Grundsätzlich bestätigen die von Pistorius vorgetragenen Zahlen einen Trend, den bereits der Wohnungsmarktbericht der NBank, der Förder- und Investitionsbank des Landes Niedersachsen, im vergangenen Jahr aufgezeigt hatte. Periphere ländliche Regionen profitieren von einer Abwanderung aus den Großstädten sowie aus den Speckgürteln. So gibt es im Landkreis Hildesheim (bei Hannover) von 2018 auf 2019 einen Rückgang von 36% bei den Verkäufen von unbebauten Eigenheimgrundstücken, in Osterode (bei Bremen) ging die Transaktionszahl um 35% zurück. Rückgänge gab es auch in den Kreisen Gifhorn (24%/nahe Wolfsburg), Ammerland (23%/bei Oldenburg) und Lüneburg (20%).

Diese Werte sind ein Resultat der Verknappung und Verteuerung des Baulands. So liegt der mittlere Bodenrichtwert für Bauland in Lüchow bei 35 Euro/m2, im westlich benachbarten Lüneburg sind es nahezu zehnmal mehr (320 Euro/m2).

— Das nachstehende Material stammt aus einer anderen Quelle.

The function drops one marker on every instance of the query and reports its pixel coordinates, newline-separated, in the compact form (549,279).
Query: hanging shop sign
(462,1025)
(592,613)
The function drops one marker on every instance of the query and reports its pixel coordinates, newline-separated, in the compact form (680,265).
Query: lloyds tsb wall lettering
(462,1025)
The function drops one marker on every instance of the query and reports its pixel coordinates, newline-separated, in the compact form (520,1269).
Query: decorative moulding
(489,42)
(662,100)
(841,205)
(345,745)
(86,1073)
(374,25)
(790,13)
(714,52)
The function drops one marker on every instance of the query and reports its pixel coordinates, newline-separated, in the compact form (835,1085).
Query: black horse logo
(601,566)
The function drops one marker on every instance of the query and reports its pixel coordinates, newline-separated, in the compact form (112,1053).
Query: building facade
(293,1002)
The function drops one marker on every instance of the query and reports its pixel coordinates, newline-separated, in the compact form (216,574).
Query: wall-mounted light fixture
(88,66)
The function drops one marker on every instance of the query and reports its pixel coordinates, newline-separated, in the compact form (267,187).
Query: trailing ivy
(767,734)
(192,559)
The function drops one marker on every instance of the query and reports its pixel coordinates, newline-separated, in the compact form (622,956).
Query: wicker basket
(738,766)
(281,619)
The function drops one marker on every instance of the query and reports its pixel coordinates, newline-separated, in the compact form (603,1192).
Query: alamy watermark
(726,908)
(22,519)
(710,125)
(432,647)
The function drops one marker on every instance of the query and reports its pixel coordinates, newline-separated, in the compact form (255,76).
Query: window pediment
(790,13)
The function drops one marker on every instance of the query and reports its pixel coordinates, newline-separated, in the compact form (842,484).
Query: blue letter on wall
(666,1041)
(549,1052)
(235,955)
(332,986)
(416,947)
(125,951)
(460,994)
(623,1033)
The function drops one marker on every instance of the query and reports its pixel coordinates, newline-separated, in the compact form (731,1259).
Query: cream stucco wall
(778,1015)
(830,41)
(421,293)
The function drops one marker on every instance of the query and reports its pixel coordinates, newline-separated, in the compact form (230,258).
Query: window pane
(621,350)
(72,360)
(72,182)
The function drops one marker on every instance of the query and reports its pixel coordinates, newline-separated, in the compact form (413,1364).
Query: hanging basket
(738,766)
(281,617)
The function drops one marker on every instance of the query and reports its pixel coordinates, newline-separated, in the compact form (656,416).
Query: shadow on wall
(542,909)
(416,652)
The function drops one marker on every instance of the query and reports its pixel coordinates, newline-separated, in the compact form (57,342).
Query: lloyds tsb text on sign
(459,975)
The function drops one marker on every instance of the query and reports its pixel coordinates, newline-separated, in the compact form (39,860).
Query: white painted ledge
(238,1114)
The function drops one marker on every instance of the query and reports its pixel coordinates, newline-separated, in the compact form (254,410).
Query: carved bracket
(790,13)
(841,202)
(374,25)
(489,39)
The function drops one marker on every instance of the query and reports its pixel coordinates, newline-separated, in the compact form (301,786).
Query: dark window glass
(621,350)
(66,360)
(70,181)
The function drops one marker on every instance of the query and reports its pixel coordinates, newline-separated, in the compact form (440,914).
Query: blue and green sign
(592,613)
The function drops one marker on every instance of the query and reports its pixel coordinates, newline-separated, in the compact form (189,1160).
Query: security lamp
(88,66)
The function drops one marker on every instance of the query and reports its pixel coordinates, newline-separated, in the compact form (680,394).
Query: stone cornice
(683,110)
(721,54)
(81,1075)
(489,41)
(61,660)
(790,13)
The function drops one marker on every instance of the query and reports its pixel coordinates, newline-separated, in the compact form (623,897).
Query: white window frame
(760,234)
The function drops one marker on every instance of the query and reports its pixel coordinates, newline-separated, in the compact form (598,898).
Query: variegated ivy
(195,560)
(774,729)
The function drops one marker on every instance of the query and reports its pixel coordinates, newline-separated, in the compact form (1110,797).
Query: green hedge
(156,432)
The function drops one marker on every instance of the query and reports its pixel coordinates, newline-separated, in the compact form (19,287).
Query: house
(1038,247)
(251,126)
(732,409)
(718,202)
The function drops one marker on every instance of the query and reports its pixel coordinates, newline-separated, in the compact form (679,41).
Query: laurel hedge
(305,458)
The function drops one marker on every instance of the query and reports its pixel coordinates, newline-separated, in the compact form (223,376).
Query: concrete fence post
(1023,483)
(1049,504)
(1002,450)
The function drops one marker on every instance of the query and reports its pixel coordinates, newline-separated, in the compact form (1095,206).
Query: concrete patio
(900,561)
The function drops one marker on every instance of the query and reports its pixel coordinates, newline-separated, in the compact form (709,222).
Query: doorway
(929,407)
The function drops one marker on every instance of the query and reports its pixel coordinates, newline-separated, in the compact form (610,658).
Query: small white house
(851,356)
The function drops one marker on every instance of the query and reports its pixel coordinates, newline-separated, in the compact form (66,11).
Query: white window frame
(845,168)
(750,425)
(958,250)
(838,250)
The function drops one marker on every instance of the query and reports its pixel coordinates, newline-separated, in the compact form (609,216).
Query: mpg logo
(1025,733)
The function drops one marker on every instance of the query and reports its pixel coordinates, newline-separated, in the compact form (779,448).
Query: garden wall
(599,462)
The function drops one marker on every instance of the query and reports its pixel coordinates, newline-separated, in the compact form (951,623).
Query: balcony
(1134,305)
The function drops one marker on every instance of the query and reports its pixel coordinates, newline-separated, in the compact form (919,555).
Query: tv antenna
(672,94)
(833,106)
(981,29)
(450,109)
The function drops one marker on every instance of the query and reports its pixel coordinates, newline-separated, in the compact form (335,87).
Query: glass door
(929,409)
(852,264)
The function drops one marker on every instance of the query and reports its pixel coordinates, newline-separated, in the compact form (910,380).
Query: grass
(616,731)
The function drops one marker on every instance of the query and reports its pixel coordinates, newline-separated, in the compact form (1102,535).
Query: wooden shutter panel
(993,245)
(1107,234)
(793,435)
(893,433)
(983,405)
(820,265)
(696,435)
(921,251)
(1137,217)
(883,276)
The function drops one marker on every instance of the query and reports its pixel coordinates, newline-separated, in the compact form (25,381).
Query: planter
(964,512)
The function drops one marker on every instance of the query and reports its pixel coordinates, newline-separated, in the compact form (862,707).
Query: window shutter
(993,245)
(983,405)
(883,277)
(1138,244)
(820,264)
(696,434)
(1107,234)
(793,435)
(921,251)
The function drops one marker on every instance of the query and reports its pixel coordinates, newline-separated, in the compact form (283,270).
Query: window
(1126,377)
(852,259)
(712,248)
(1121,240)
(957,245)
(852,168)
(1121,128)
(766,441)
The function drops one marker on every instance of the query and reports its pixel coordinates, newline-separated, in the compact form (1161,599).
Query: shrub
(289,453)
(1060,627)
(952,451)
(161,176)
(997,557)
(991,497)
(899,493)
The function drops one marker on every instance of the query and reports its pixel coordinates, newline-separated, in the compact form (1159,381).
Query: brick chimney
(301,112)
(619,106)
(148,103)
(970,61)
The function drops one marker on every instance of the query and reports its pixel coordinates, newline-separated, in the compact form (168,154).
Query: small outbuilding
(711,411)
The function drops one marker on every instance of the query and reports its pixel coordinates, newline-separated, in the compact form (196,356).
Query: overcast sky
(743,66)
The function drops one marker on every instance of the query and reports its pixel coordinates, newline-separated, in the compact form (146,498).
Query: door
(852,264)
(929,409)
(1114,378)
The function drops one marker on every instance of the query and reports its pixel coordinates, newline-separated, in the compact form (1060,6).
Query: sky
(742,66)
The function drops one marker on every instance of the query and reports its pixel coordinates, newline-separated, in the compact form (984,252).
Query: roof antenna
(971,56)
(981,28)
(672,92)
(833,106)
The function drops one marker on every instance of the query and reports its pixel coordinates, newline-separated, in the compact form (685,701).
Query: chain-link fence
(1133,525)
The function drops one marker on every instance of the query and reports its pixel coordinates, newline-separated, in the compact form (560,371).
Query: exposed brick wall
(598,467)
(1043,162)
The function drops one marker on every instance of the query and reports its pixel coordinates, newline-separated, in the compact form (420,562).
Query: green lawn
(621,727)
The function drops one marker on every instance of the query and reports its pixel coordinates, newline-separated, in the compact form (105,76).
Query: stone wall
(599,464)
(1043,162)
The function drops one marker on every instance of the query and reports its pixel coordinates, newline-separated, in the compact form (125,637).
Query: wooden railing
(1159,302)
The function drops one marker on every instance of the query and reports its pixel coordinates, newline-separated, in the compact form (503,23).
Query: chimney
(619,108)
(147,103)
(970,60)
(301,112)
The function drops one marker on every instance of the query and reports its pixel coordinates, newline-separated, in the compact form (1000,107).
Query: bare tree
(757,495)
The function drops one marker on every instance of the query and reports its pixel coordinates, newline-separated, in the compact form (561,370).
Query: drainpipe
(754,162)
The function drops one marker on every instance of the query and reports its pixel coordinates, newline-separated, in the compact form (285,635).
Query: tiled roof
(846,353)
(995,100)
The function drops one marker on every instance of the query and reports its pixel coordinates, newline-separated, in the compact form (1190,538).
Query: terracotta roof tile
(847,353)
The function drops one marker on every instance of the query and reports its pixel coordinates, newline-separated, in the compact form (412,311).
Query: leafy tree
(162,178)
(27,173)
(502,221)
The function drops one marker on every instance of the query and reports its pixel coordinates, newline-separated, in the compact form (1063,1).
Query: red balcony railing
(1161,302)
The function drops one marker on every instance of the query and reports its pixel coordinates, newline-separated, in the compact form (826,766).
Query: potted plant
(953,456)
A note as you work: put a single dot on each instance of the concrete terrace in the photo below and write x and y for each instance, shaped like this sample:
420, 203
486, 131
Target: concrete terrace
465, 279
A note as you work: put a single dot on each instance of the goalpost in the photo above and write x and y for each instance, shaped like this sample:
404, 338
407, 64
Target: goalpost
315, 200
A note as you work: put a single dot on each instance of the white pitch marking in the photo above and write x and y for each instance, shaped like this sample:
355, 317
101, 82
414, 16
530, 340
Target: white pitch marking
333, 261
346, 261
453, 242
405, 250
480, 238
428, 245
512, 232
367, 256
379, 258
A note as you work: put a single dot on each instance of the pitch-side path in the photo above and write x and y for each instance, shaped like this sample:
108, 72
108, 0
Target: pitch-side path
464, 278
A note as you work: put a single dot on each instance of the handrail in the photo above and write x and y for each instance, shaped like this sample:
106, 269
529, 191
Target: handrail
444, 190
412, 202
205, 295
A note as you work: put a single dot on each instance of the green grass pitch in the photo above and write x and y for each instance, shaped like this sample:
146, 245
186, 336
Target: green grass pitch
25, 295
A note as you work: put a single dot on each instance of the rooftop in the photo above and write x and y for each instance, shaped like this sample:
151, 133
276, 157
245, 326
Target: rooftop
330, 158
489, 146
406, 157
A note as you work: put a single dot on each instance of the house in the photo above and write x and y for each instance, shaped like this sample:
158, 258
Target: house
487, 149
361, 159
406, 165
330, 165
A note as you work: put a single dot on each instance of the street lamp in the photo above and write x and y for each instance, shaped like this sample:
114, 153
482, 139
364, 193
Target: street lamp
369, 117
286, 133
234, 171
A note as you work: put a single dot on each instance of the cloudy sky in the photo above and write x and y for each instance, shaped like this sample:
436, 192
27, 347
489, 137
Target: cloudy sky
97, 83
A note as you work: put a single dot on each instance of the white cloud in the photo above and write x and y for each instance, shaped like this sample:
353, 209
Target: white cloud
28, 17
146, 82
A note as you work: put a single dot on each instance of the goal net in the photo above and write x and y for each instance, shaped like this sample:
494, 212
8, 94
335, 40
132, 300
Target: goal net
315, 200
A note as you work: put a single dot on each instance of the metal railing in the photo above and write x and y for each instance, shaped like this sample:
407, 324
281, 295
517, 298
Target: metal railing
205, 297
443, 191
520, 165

Und so verzeichnet der Kreis Lüchow-Dannenberg einen Transaktionsanstieg um 55% und das benachbarte Uelzen (zwischen Lüneburg und Gifhorn) um 51%. Gerade in den vom Bevölkerungsrückgang betroffenen Landkreisen im Südosten Niedersachsens - Harz und Weserbergland - gibt es deutlich höhere Verkaufszahlen von Baugrundstücken. Prozentual am stärksten profitieren Wolfenbüttel (97%), Holzminden (58%), Goslar (57%) und Helmstedt (56%). So ist der Umsatz von Eigenheimgrundstücken zwar um 4% auf etwa 16.500 gestiegen, der Geldumsatz jedoch mit 1,7 Mrd. Euro stabil geblieben.